Pernyataan itu disampaikan Irjen Agus saat melepas tim peliputan mudik Garuda TV yang akan bertugas meliput arus mudik dan balik dalam rangka Operasi Ketupat 2026. Kegiatan tersebut menjadi bagian dari upaya sinergi antara Polri dan media dalam memberikan informasi kepada masyarakat selama periode mudik Idul Fitri.
Turut hadir dalam agenda ini, Menteri Koordinator Bidang Infrastruktur dan Pembangunan Kewilayahan Agus Harimurti Yudhoyono, Menteri Kependudukan dan Pembangunan Keluarga RI Wihaji dan Kepala Staf Kepresidenan Muhammad Qodari.
SCROLL TO CONTINUE WITH CONTENT
Foto: Kakorlantas Polri Irjen Agus Suryonugroho. (Dok. ist)
Dalam kesempatan tersebut, Kakorlantas Polri menegaskan bahwa kehadiran negara melalui Operasi Ketupat tidak hanya berfokus pada pengaturan arus lalu lintas, tetapi juga memastikan keselamatan masyarakat selama perjalanan mudik hingga kembali ke tempat asal. Ini sesuai dengan tagline mudik 2026 yakni 'Mudik Aman, Keluarga Bahagia' sesuai arahan Kapolri Jenderal Listyo Sigit Prabowo.
"Negara hadir mengatur lalu lintas dalam Operasi Ketupat, kami tidak hanya hadir melakukan rekayasa lalu lintas, tapi kita semuanya hadir untuk memastikan bahwa semua perjalanan baik berangkat sampai tujuan selamat sampai tujuan bahagia dan kembali selamat," ujar Irjen Agus, Selasa (10/3/2026).

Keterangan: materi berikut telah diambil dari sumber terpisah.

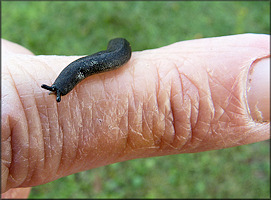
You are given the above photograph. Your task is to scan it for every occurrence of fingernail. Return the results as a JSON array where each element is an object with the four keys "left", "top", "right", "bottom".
[{"left": 247, "top": 58, "right": 270, "bottom": 122}]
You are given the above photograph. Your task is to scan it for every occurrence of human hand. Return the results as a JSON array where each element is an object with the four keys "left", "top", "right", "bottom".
[{"left": 1, "top": 34, "right": 270, "bottom": 198}]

Lebih lanjut, Kakorlantas mengajak masyarakat untuk mendengarkan musik 'Mudik Tertib, Ojo Kesusu' sebagai pengingat agar tidak tergesa-gesa di jalan selama arus mudik dan arus balik. Keselamatan menjadi prioritas utama, didukung dengan teknologi infrastruktur yang digunakan untuk memantau perkembangan lalu lintas secara real time.
"Mari kita mendengarkan musik 'Mudik Tertib Ojo Kesusu' jangan tergesa-gesa di jalan karena keselamatan itu adalah yang paling utama. Kami juga menghadirkan teknologi infrastruktur untuk bisa memantau perkembangan arus mudik dan arus balik," tambah Kakorlantas Polri.
Foto: Kakorlantas Polri Irjen Agus Suryonugroho dan Menko AHY. (Dok. ist)
Peran media penting dalam mendukung keberhasilan Operasi Ketupat. Menurutnya, media menjadi mitra strategis dalam menyampaikan informasi terkait kondisi lalu lintas secara cepat dan akurat kepada masyarakat, termasuk kebijakan rekayasa lalu lintas seperti sistem One Way dan Contraflow yang diterapkan di sejumlah ruas jalan selama masa mudik.
Kakorlantas berpesan kepada tim media agar turut menyebarkan informasi keselamatan berkendara kepada masyarakat. Ia berharap media dapat membantu memantau titik-titik rawan kepadatan, memberikan informasi terkait kondisi rest area, serta mengedukasi pemudik untuk memanfaatkan jalur alternatif seperti jalan arteri guna mengurangi kepadatan di jalan tol selama periode mudik Lebaran.